Some prosperous and popular areas in the world were uninhabited and dangerous not too long ago, but people moved there, seeking a new life. We humans must always push the boundaries and boldly go where no man (or woman) has gone before. It's who we are, it's what we're about, and history has taught us that this explorative attitude ultimately pays off.
But even before we leave earth, human spaceflight is essential for promoting life on earth. It is a fact that human space flight has significantly contributed to aviation safety. NASA has had an enormous influence on world aviation, introducing safety methodologies and technological improvements which were developed for space flight but found their way to passenger planes.
Seeing spaceflight and aviation as two separate entities is a mistake. There is no doubt that suborbital flight will eventually replace current methods for flying long distances, facilitating a trip from Israel to Australia in about one hour.
Why should Israel invest in space? Shouldn't we leave this for countries with more resources?
First and foremost, it is crucial for our defense. A country as challenged as Israel must utilize and dominate space in order to keep its qualitative military edge, as we do on land, at sea and in the air.
Israel is a world leader in technological innovation, and it is only natural that we lead humanity in pushing the boundaries of the next frontier. The world needs our spirit and skills and we have a responsibility to contribute to making the world a better place. We know how to invent stuff. We believe in breaking ground and breaking the rules. We think outside of the box. We are explorers, inventors, entrepreneurs, pioneers and settlers.
Recent development of private space initiatives also opens up enormous markets and business opportunities.
Leading in space is also a matter of geopolitical leverage and national prestige. Prime Minister Netanyahu recently announced that Israel would send another astronaut to the ISS within a few years. Some commentators mentioned as-a-matter-of fact that it would be another Air Force pilot.
Colonel Ilan Ramon, the first Israeli astronaut, tragically perished along with his crewmembers aboard the Space Shuttle Colombia. He proved to be a wonderful ambassador for Israel, demonstrating not only remarkable professionalism, but a captivating personality.
The Mercury astronauts selected by NASA in 1959 were all military test pilots. The idea was to select people who had already proven their ability to withstand extreme physical and mental challenges.

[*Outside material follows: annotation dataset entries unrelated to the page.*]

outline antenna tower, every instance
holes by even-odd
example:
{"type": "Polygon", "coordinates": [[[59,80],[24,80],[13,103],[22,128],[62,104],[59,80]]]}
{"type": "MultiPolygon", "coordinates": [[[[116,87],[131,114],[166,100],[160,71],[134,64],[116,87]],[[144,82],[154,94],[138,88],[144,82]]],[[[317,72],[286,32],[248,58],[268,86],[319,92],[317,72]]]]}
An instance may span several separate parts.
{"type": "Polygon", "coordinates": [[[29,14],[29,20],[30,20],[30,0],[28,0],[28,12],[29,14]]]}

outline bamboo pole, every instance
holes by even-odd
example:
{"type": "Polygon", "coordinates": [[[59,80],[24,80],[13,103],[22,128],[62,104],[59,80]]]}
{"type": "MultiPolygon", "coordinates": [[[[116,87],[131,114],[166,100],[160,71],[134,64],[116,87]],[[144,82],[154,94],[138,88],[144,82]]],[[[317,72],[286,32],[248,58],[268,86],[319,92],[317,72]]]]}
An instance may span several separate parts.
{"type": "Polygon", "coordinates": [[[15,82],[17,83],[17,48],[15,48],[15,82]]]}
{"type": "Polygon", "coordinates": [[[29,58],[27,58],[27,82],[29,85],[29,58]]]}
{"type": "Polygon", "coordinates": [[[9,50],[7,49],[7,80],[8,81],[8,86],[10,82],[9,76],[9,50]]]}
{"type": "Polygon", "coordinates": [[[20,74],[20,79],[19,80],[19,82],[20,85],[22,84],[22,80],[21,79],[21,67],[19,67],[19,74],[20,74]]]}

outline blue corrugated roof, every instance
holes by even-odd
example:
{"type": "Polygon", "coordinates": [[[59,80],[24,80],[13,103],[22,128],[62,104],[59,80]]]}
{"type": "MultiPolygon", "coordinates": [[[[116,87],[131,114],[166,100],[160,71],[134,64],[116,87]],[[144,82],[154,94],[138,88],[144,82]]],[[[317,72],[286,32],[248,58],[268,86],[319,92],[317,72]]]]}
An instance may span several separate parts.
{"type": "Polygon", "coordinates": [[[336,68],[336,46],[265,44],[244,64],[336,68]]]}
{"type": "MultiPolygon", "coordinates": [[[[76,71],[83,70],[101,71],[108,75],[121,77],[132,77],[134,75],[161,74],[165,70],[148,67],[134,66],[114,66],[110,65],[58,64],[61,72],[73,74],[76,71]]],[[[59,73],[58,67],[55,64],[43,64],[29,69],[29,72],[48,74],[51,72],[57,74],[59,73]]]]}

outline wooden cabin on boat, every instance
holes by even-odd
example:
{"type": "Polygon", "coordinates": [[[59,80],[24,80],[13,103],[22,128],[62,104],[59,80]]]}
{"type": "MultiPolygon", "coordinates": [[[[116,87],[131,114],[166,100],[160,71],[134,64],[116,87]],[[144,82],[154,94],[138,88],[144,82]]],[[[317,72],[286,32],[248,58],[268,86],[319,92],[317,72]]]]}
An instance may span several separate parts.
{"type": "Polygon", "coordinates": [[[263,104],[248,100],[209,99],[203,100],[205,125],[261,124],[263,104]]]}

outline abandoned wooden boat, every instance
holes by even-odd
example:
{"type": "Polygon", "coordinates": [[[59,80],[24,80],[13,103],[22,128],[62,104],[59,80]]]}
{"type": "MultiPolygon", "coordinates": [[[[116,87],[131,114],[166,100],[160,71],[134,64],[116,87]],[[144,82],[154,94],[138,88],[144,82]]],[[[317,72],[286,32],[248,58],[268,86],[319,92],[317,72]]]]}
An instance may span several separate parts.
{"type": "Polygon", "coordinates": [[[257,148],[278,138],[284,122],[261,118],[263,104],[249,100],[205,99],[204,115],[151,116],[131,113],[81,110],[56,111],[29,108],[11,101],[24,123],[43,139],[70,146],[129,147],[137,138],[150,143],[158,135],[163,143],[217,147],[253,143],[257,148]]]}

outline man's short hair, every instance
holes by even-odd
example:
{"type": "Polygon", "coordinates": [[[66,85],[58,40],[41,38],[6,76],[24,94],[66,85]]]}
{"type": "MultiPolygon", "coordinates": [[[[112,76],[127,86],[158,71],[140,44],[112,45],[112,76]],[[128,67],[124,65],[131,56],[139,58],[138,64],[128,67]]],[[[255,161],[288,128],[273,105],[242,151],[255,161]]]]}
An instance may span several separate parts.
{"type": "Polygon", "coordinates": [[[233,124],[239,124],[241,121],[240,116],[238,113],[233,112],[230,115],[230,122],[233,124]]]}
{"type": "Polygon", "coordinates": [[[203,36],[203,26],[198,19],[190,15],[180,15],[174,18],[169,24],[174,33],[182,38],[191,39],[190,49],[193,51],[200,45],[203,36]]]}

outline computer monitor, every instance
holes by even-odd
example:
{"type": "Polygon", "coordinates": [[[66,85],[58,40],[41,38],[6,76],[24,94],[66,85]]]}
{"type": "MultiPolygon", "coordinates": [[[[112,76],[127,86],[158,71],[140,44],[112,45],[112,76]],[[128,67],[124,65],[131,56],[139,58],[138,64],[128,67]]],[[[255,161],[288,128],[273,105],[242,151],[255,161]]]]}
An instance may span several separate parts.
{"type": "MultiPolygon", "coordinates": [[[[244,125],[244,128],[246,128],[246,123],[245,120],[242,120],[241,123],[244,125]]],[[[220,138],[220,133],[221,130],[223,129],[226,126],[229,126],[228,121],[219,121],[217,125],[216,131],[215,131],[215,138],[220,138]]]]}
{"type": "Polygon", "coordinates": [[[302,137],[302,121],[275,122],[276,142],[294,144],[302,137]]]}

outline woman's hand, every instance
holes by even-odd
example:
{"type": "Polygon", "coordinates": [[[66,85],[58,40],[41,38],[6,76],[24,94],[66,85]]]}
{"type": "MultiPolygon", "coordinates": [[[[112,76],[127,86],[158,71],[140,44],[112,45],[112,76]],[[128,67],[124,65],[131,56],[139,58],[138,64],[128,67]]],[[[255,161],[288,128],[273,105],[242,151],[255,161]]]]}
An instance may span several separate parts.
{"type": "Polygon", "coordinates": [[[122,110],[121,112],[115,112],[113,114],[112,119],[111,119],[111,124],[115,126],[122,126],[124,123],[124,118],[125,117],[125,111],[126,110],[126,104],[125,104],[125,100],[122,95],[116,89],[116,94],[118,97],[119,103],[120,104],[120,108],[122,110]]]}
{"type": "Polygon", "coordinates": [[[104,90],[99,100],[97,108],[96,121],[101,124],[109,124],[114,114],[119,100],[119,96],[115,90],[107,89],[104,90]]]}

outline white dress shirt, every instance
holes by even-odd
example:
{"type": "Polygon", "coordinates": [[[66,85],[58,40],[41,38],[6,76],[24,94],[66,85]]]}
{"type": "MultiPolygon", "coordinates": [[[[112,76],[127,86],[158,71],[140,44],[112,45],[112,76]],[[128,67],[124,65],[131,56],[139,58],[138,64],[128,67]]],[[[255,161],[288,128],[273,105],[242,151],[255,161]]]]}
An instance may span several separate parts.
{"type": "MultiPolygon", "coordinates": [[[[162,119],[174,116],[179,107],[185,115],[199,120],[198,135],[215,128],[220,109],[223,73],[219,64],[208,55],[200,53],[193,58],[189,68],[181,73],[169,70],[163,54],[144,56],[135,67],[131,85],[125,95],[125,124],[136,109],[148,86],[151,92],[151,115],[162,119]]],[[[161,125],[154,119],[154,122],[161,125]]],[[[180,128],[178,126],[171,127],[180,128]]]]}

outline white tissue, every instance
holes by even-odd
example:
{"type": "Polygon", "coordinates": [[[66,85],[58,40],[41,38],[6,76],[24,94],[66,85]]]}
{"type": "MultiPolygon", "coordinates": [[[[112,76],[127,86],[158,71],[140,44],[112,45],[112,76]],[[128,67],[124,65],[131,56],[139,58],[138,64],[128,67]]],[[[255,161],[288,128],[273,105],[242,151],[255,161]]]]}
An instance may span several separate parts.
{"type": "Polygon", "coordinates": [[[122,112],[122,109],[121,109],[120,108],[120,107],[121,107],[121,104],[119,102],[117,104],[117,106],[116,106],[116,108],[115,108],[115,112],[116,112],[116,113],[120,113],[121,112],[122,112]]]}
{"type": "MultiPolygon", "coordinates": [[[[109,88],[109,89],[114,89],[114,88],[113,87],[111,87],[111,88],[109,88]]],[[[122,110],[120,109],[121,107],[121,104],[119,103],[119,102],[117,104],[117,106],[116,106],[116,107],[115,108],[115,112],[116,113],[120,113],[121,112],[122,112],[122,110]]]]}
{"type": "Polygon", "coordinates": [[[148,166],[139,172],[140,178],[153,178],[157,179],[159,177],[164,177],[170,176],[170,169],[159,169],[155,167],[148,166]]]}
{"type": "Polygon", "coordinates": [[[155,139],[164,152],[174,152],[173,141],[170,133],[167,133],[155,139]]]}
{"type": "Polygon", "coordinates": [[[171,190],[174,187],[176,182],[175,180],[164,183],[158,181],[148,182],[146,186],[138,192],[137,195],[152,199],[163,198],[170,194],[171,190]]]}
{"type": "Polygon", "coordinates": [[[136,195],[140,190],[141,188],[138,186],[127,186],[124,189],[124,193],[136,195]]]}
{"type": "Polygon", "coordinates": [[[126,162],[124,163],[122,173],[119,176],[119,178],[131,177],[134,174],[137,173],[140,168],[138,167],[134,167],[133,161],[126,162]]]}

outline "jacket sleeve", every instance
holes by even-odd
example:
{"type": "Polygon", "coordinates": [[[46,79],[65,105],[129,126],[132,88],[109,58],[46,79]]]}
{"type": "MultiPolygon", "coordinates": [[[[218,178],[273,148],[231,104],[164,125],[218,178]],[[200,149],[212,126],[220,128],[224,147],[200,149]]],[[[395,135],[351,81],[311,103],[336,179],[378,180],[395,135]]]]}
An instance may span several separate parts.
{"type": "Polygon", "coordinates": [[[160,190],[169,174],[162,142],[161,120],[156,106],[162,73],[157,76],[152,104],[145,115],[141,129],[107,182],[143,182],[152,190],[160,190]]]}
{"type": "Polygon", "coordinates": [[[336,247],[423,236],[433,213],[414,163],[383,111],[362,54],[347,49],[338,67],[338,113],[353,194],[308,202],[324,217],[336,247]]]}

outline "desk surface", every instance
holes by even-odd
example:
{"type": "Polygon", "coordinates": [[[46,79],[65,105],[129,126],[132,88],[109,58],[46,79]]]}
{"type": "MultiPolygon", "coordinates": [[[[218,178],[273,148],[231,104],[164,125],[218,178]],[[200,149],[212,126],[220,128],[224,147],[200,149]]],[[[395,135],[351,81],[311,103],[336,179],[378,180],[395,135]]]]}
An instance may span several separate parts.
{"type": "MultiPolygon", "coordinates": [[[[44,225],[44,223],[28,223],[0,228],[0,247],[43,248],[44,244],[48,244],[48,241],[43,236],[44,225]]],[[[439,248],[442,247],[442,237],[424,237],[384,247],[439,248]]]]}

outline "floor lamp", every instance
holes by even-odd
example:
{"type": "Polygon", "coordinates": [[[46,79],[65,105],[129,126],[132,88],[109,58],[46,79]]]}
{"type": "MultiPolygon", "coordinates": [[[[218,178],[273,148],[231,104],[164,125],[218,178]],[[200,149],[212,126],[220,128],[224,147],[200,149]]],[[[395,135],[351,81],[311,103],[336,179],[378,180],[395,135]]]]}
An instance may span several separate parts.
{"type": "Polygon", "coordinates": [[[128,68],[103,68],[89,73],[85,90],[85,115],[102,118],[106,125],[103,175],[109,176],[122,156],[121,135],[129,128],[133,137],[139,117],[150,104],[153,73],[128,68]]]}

In the novel Space, James Michener described the selection process of his imaginary "solid six" astronauts, where great emphasis was put on their public image.
PR was, and still is, an essential tool in garnering public support for the promotion of space exploration.
However, I believe that the next Israeli astronaut should be a scientist, not a pilot.
The advantages of an aviator's skills are vastly outweighed by the need to choose someone who can promote scientific objectives. Moreover, this would be a wonderful opportunity for showing a side of Israel that is detached from defense aspects. If it were up to me, I would choose a woman scientist.
There is another aspect of space exploration which I find most appealing. It can serve as a collective human endeavor, characterized by neutrality, harmony and peace. The ISS is an incredible international collaboration, serving not only as a scientific lab, but as an experiment in multicultural coexistence and partnership.
It is fascinating to hear astronauts describe their feelings as they gaze down at earth.
Ilan Ramon wrote: "We are working this mission for the benefit of all mankind, and from space our world looks as one unity with no borders. So let me call from up here in space - let’s work our way for peace and better life for everyone on Earth."
The writer is a former pilot in the IAF, founder of Cross-Cultural Strategies Ltd. and International Project Manager at CockpitRM.